Summer is gone, autumn is here, but the weather is still clement enough for taking walks around the city. If we do that, there is one thing that cannot possibly escape our attention – the words and the comic-book characters splashed all over the walls of houses by an anonymous hand, comfortably hidden behind a pseudonym.
Graffiti art came into being in New York in the 1980s as a form of street art, of rebellion against the system of rules and certain policies. From the very outset, graffiti artists have been prosecuted, as, by and large, the public considers what they are doing to be vandalism. Scribbling on walls is a blemish, a blot on their original appearance. There is some graffiti, however, that is an exception and is even considered to be a work of art. The well-drawn graffiti is eye-catching, even to people who loathe this art form. Many European cities have space designated specifically for graffiti artists to use, provided they confine themselves to it. Any attempt to draw their graffiti in any other parts of the city entails hefty fines.
So, the question springs to mind: why is it that there are no such spaces in every Bulgarian town and why aren’t all other scribbles and scrawls – removed?
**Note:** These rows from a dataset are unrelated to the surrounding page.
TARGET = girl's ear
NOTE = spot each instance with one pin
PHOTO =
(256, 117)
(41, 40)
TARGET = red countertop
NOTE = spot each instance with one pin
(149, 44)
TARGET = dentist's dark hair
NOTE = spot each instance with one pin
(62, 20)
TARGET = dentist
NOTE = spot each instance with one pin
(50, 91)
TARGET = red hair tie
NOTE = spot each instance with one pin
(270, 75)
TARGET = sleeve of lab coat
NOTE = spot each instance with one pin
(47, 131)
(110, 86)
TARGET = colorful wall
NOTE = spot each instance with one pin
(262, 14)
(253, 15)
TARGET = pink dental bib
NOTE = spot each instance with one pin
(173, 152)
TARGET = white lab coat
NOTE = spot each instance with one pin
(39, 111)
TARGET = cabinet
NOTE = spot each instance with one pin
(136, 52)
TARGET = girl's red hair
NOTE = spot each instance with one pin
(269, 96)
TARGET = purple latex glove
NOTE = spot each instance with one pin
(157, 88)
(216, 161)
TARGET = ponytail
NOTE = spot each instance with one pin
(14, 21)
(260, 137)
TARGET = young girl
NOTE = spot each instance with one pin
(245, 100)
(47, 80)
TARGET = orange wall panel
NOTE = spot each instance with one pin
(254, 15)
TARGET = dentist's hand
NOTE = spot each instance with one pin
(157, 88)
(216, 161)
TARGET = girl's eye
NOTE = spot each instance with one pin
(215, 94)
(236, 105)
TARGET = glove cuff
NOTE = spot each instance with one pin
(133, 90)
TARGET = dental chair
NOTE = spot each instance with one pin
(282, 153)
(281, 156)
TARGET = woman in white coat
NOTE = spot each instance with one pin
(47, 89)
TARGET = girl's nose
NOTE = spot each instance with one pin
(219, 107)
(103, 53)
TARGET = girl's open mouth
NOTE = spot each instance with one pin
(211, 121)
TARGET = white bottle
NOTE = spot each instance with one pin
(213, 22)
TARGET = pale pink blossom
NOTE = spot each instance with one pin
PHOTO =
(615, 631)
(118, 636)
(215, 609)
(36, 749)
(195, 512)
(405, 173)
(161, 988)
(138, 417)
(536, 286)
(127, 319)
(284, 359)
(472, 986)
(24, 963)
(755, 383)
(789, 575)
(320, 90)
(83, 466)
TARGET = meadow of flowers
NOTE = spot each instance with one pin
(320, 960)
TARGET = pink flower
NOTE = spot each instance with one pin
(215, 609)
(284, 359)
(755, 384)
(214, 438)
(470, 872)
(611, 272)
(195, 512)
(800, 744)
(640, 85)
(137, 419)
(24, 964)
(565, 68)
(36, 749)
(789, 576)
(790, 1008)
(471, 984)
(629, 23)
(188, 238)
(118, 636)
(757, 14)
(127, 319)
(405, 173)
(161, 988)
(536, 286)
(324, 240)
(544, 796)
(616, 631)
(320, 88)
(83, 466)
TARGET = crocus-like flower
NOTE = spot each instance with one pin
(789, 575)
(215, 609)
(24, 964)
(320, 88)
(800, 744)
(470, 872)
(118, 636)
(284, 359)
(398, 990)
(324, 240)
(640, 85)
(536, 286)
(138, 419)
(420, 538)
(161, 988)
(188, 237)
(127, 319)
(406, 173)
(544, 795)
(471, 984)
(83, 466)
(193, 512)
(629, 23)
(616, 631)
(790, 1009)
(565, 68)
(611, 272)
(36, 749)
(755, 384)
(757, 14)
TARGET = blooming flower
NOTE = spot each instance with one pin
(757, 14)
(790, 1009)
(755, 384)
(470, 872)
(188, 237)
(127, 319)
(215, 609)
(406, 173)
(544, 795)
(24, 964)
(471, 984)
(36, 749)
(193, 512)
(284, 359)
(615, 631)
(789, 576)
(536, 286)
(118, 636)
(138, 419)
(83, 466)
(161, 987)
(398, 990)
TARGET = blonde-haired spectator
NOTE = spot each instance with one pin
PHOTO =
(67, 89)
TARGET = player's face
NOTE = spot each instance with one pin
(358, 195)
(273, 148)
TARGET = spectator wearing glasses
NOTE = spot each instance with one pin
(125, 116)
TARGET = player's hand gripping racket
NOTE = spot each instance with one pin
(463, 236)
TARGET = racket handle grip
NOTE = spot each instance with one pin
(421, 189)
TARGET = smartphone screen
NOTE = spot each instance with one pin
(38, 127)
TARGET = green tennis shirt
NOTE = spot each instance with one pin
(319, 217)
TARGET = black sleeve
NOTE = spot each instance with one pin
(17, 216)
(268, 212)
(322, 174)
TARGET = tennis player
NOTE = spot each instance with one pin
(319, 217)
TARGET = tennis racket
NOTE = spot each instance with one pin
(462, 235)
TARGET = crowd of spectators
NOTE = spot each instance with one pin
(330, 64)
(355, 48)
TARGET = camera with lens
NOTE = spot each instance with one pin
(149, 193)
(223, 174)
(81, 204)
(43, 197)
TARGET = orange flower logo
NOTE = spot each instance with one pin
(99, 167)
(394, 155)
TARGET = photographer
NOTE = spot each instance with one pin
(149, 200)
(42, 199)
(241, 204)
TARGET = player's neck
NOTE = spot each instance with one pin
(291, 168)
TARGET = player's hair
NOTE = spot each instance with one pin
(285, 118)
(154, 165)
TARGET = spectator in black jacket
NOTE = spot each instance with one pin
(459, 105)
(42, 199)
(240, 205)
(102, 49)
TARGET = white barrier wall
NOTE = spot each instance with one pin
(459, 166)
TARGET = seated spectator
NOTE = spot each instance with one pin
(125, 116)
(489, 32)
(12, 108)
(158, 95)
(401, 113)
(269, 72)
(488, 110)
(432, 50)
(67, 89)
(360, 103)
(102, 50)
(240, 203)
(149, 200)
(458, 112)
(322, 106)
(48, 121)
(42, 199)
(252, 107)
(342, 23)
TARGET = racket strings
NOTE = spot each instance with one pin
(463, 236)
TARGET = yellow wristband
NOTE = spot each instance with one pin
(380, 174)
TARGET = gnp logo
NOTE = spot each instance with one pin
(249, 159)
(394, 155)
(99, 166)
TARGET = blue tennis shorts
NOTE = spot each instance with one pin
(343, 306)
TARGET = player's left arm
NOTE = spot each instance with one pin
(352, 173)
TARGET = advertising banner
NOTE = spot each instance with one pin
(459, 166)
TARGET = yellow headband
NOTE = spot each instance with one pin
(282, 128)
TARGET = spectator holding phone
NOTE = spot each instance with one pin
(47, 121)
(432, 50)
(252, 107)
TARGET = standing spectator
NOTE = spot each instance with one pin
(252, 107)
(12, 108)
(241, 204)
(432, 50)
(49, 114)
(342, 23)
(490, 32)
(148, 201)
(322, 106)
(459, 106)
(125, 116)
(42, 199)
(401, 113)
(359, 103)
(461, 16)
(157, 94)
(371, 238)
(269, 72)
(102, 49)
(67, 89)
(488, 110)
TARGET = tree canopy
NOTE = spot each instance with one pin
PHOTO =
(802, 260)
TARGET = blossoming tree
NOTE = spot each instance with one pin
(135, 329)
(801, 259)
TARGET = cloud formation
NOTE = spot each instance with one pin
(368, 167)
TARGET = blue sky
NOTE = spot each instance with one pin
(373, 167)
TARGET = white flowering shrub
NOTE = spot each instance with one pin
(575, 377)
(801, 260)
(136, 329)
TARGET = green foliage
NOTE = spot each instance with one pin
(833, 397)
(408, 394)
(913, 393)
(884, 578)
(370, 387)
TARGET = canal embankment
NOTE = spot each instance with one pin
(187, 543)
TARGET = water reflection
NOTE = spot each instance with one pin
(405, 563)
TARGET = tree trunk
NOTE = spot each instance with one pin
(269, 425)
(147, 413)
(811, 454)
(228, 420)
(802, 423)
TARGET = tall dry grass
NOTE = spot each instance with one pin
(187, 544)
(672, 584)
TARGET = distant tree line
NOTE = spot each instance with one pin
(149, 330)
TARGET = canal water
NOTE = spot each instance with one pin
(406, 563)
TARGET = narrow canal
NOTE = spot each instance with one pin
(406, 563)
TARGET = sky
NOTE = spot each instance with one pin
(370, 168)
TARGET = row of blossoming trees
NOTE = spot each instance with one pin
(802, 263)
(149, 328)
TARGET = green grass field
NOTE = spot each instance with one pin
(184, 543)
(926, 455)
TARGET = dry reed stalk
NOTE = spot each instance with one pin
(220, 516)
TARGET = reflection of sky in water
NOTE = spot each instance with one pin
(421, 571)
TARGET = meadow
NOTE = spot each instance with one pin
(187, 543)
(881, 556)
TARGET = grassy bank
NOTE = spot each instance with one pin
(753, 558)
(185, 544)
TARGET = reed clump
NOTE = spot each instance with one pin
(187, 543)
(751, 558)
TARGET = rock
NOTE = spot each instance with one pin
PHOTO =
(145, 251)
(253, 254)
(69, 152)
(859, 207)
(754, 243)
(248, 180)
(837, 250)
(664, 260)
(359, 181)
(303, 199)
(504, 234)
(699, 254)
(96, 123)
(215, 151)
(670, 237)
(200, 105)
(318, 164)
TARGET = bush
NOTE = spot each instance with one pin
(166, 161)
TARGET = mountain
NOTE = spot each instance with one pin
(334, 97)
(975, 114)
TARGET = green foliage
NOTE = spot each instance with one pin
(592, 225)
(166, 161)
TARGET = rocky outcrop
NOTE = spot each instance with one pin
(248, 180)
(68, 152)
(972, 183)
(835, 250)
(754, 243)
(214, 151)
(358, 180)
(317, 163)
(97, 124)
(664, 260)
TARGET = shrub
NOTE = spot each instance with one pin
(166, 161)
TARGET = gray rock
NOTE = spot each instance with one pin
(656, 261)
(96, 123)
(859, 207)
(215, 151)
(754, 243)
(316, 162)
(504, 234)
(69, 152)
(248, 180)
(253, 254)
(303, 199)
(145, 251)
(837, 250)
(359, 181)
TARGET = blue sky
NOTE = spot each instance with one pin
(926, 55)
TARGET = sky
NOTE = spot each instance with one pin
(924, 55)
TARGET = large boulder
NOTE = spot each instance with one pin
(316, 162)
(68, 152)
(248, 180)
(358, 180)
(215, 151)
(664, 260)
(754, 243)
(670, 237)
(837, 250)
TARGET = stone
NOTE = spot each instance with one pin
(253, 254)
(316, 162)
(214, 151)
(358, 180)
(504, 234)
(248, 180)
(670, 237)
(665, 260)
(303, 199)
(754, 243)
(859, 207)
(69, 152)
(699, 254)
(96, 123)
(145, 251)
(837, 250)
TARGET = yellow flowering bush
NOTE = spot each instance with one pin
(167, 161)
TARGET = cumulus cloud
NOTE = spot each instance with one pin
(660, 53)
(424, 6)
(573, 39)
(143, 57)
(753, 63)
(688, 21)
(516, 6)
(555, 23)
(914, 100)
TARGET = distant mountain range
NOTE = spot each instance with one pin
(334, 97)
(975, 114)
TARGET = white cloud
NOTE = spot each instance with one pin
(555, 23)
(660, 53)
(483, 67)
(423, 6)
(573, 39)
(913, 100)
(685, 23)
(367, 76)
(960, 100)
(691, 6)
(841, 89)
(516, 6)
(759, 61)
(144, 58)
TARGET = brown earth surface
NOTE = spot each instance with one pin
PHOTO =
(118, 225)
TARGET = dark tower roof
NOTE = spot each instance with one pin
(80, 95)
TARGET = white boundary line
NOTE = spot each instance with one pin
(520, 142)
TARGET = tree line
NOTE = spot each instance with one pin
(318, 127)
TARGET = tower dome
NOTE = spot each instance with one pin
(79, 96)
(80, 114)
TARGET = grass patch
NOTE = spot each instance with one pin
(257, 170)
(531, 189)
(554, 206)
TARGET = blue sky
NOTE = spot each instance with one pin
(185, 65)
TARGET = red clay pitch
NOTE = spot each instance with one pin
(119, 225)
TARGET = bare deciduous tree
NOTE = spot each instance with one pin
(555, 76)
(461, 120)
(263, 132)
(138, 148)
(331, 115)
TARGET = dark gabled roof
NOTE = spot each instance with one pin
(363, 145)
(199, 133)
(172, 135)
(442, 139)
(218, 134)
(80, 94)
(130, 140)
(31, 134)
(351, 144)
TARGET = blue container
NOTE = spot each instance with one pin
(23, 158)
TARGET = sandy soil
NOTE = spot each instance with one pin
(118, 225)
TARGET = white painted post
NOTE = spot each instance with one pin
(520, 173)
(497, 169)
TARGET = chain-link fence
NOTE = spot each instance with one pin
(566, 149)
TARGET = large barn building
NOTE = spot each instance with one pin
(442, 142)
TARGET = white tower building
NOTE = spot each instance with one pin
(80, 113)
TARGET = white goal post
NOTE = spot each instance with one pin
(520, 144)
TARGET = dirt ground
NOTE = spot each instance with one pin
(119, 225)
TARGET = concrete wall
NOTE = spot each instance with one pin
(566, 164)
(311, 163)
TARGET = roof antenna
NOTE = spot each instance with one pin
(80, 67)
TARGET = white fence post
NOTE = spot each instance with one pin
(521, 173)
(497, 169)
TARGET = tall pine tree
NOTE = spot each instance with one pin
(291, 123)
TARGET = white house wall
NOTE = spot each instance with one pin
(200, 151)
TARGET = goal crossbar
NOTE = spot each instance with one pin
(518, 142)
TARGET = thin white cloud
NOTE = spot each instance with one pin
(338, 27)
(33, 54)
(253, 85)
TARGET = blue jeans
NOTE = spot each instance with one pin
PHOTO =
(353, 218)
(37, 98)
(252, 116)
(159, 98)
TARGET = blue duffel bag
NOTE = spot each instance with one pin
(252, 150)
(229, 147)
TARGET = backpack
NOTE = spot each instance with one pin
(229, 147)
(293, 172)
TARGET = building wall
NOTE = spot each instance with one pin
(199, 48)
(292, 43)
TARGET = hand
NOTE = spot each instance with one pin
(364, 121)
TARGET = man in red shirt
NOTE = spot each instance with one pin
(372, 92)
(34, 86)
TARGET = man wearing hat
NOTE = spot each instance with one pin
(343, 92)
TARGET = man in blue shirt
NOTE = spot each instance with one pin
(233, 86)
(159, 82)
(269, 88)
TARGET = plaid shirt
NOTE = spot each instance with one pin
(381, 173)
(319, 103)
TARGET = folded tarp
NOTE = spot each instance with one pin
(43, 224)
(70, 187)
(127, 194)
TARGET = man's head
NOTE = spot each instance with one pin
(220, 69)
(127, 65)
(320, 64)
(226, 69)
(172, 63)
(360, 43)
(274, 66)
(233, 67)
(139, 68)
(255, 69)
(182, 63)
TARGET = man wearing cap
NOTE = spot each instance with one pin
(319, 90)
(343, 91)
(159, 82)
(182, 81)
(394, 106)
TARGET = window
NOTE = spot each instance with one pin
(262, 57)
The steps Sofia municipality is taking in this direction is no solution to the problem, as they only address the consequences. Because of the growing number of complaints by the public, city council is planning to install CCTV surveillance systems to stop the culprits. The fines will range from 100 to 2,500 Leva and will be applied even people aged under 16, as they too are subject to criminal liability, as long as they comprehend what they have done. But the battle against graffiti is not the only one Sofia municipality is launching – it is also taking up arms against advertisement and notice hoarding all over the city. The reason – the insufficient number of advertisement columns.